Paper weights

July 30, 2015

Bureaucracy has become a hot topic after the recent publication of David Graeber’s book The Utopia of Rules (“Compliant captives in a paper cage”, Features, 21 May). In terms of form-filling, I would agree with his advice: if you suspect a form is “pointless”, do not fill it out and wait to see what happens. You will probably cut out one-third of forms this way. But I think the apparent indignity experienced through filling out forms is a bit extreme – purely administrative form-filling for the typical academic role is likely to take less than one hour per week. But I confess that when I am away from the university there can be nothing more frustrating than when an email arrives demanding my signature on a piece of paper.

Bureaucracy is an unavoidable effect of large-scale human organisation. Try to imagine a university without any records of its activities – do you think this would lead to a better system?

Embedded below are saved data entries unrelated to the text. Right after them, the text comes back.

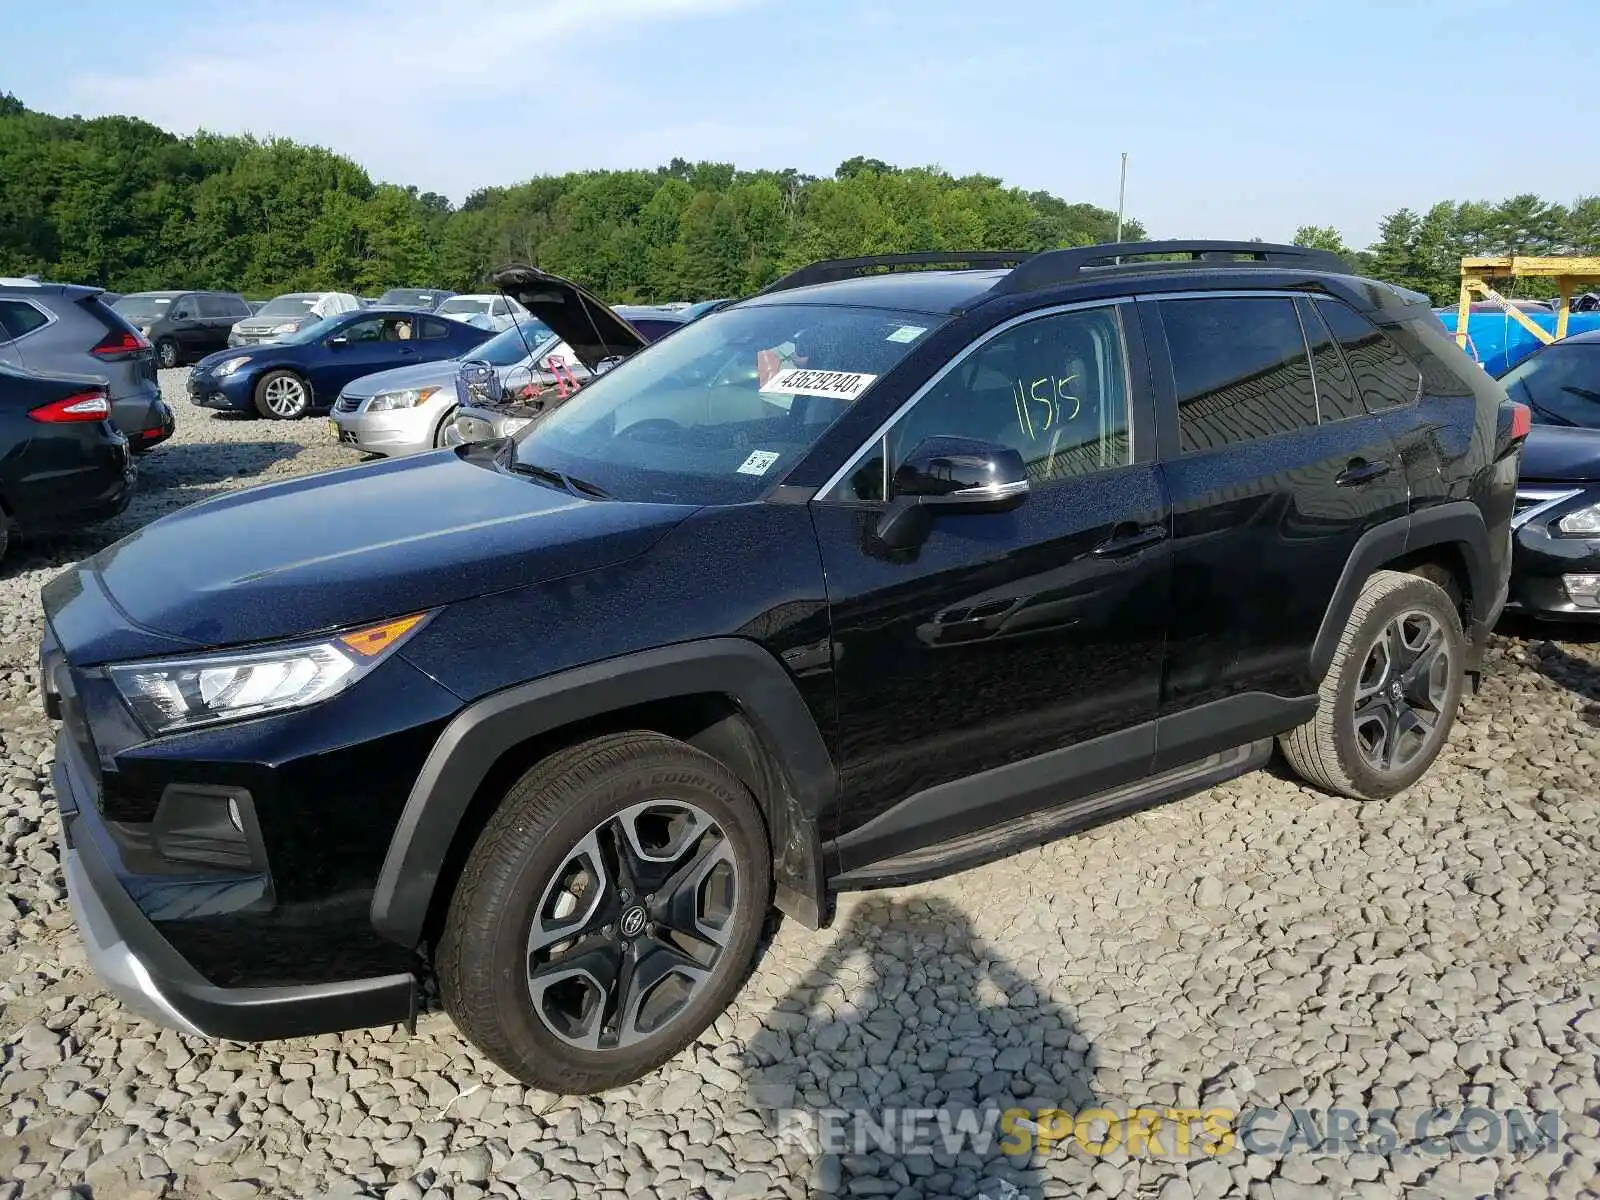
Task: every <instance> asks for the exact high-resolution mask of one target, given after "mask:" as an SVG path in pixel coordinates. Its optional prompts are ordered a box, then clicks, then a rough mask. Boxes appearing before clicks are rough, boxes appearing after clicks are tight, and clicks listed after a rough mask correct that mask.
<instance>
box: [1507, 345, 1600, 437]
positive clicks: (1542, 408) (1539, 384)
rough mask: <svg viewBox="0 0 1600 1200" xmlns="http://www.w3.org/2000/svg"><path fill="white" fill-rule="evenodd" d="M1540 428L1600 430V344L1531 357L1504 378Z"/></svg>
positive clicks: (1527, 359) (1519, 365) (1570, 349)
mask: <svg viewBox="0 0 1600 1200" xmlns="http://www.w3.org/2000/svg"><path fill="white" fill-rule="evenodd" d="M1501 382H1502V384H1504V386H1506V390H1507V392H1510V398H1512V400H1522V402H1523V403H1525V405H1528V408H1530V410H1533V422H1534V424H1536V426H1570V427H1578V429H1600V342H1568V344H1565V346H1552V347H1550V349H1547V350H1539V352H1538V354H1531V355H1528V357H1526V358H1523V360H1522V362H1520V363H1517V365H1515V366H1514V368H1510V370H1509V371H1507V373H1506V374H1502V376H1501Z"/></svg>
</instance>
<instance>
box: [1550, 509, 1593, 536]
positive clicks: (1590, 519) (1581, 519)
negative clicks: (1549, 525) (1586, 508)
mask: <svg viewBox="0 0 1600 1200" xmlns="http://www.w3.org/2000/svg"><path fill="white" fill-rule="evenodd" d="M1555 528H1557V530H1560V531H1562V533H1576V534H1578V536H1579V538H1600V504H1590V506H1589V507H1587V509H1578V510H1576V512H1568V514H1566V515H1565V517H1562V518H1560V520H1558V522H1555Z"/></svg>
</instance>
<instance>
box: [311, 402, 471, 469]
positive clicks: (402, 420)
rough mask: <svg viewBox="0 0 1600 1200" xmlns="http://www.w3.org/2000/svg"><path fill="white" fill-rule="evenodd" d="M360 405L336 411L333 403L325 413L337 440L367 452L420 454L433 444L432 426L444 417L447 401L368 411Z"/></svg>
mask: <svg viewBox="0 0 1600 1200" xmlns="http://www.w3.org/2000/svg"><path fill="white" fill-rule="evenodd" d="M365 403H366V402H365V400H362V405H363V408H358V410H357V411H354V413H344V411H339V406H338V405H334V406H333V411H331V413H330V414H328V416H330V419H331V421H333V429H334V430H336V434H338V437H339V442H341V443H342V445H349V446H355V448H357V450H362V451H366V453H368V454H387V456H390V458H398V456H402V454H421V453H424V451H429V450H432V448H434V430H435V429H438V422H440V421H442V419H443V418H445V413H446V411H448V408H450V405H432V403H427V405H422V406H421V408H400V410H394V411H384V413H368V411H365Z"/></svg>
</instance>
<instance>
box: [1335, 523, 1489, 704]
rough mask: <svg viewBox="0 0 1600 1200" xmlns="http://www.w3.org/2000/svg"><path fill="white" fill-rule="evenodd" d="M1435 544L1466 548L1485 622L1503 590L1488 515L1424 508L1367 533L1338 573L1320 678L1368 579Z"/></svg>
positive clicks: (1465, 549) (1355, 547) (1356, 546)
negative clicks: (1499, 579)
mask: <svg viewBox="0 0 1600 1200" xmlns="http://www.w3.org/2000/svg"><path fill="white" fill-rule="evenodd" d="M1434 546H1454V547H1456V549H1458V550H1461V558H1462V562H1464V563H1466V565H1467V586H1469V590H1470V595H1472V618H1474V622H1478V621H1482V619H1485V618H1486V614H1488V611H1490V610H1491V606H1493V605H1494V600H1496V594H1498V592H1499V587H1498V586H1496V584H1494V578H1493V573H1494V568H1493V562H1494V558H1493V555H1491V554H1490V531H1488V525H1486V523H1485V522H1483V512H1482V510H1480V509H1478V506H1477V504H1474V502H1470V501H1450V502H1448V504H1435V506H1432V507H1427V509H1419V510H1418V512H1413V514H1411V515H1410V517H1395V518H1394V520H1390V522H1384V523H1382V525H1374V526H1373V528H1370V530H1368V531H1366V533H1363V534H1362V536H1360V538H1358V539H1357V542H1355V546H1354V547H1352V550H1350V557H1349V558H1347V560H1346V563H1344V571H1342V573H1341V574H1339V582H1338V586H1336V587H1334V590H1333V600H1330V603H1328V610H1326V611H1325V613H1323V618H1322V626H1320V627H1318V630H1317V640H1315V642H1314V643H1312V650H1310V669H1312V677H1314V678H1315V680H1322V678H1323V677H1325V675H1326V674H1328V667H1330V666H1331V664H1333V653H1334V650H1338V646H1339V638H1341V637H1344V627H1346V624H1347V622H1349V619H1350V613H1352V611H1354V608H1355V600H1357V597H1358V595H1360V594H1362V586H1363V584H1365V582H1366V578H1368V576H1370V574H1371V573H1373V571H1378V570H1382V568H1384V565H1386V563H1392V562H1395V560H1397V558H1403V557H1405V555H1408V554H1416V552H1418V550H1426V549H1429V547H1434ZM1470 632H1472V630H1469V634H1470Z"/></svg>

The challenge, as Graeber concludes, is how we can live playfully alongside bureaucracy – creating a system that is sustainable and fair, but also open to creativity.

Mark Gatenby
Via timeshighereducation.co.uk

I suspect that Mark Gatenby has a greater tolerance of form-filling than I. The time-sheet system under which I toil is particularly soul-destroying in the utterly transparent nature of its pointlessness. I receive an automated reminder each month to fill in the hours that I’ve worked across two projects. I am costed on to each for a particular percentage of time, and I am left to assume that this percentage must be reflected in what I report. Not only is this impossible to do accurately, but were one to structure tasks according to a monthly time quota, rather than according to the demands generated by the project, one would be a terrible researcher. The bottom line: you must tell the system what it wants to hear, not what happened. Accordingly, I ignore these requests. Then, every 12 months, I get an email telling me that my time sheets “need to be done”. I usually ask the sender why. They reply that they “need to be done”.

I spend half an hour trying to remember my password (the system makes you change it regularly and not reuse old ones). I stew in my rage while I wait for the reset to arrive. I experience a moment of pleasure when designing a new, expletive-ridden password. It lasts as long as it takes me to realise that the next time I won’t remember this password.

In the spirit of resistance, I devised a means of maximal efficiency when filling out the time sheet. I divide the total monthly paid hours by the percentage I am formally allocated to each project. I then report working 18-hour days (the maximum it allows you to enter) for as many days as it takes to fill the required quota for each project. Every time I enter “18” into a box, I have to tab to the next box, at which point there is a second-long pause while the page saves the entry. In this second, I think about the fact that my life is finite and I’m closer to death now than I was a second ago.

I end up with a time sheet that shows me working 160 hours in nine days and taking the rest of the month off. Despite my act of defiance, I am nevertheless furious, because the system accepts this absurd record as legitimate. The system is called “AGRESSO”, as if the designers wanted me to know I’m being trolled.